Похоже было на деревянное сверло, может, оно и было деревянным сверлом,
я чуял, как горит соляр, а они втыкали мне в голову эту штуку мне в тело и
она сверлила и хлестала кровь с гноем, и я сидел а мартышка моей
ниточки-души болталась на краю утеса. Я весь был в чирьях размером с
ранетку. Смешно и невероятно. Хуже я ничего не видел, сказал один из
врачей, а он был очень стар. Они собрались вокруг меня, как вокруг
циркового урода. Я и был уродом. И до сих пор урод. Я ездил взад-вперед в
благотворительную поликлинику на трамвае. Детишки в трамвае таращились на
меня и спрашивали своих мамочек:
- А что это с дядей? Мама, что у него с лицом? - А мама отвечала:
- ШШШШШШШШШШ!!! - Это шшшшшшшшш было самым худшим осуждением, но однако
они позволяли маленьким ублюдкам и ублюдшам лыбиться на меня из-за спинок
сидений, а я смотрел в окно на проплывавшие здания и тонул, сидел,
ошарашенный, и шел ко дну, больше ничего не оставалось. Врачи за
недостатком другого термина называли это "Акне Вульгарис". Я часами сидел
на деревянной скамейке в ожидании своего деревянного сверла. Жалкая
история, а? Помню старые кирпичные здания, легких и отдохнувших медсестер,
врачи смеются, им все удалось. Именно там я постиг больничное вранье: что
врачи, на самом деле, - цари, а пациенты - говно, а сами больницы
существуют для того, чтобы врачам в их крахмальном белом превосходстве все
удавалось - и с медсестрами удавалось тоже: Доктор Доктор Доктор ухвати
меня в лифте за жопку, и не надо о вони рака, о вони жизни.

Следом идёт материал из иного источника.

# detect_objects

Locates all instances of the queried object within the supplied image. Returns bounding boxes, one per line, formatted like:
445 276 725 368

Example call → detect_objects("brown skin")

Мы не те
бедные дурни, мы никогда не умрем; мы пьем свой морковный сок, а когда нам
становится плохо, мы хаваем колесико, втыкаем иголочку, вся дурь, что
только есть, - наша. Даром, даром, даром, поет нам жизнь, нам, Окрутевшим
Донельзя. Я входил и садился, они втыкали в меня сверло. ЗИРРР ЗИРРР ЗИРРР
ЗИР, а тем временем солнце взращивало георгины и апельсины, и просвечивало
медсестрам халатики насквозь, доводя бедных уродов до безумия. Зиррррррр,
зиррр, зирр.
- Никогда не видел, чтобы под иглу ходили вот так!
- Поглядите на него, нервы стальные!
И по-новой - сборище сестроебов, сборище владельцев больших домов, у
которых было время смеяться и читать, ходить на премьеры и покупать
картины, и забывать о том, как думают, о том, как хоть что-нибудь
чувствуют. Белый крахмал и мой разгром. Сборище.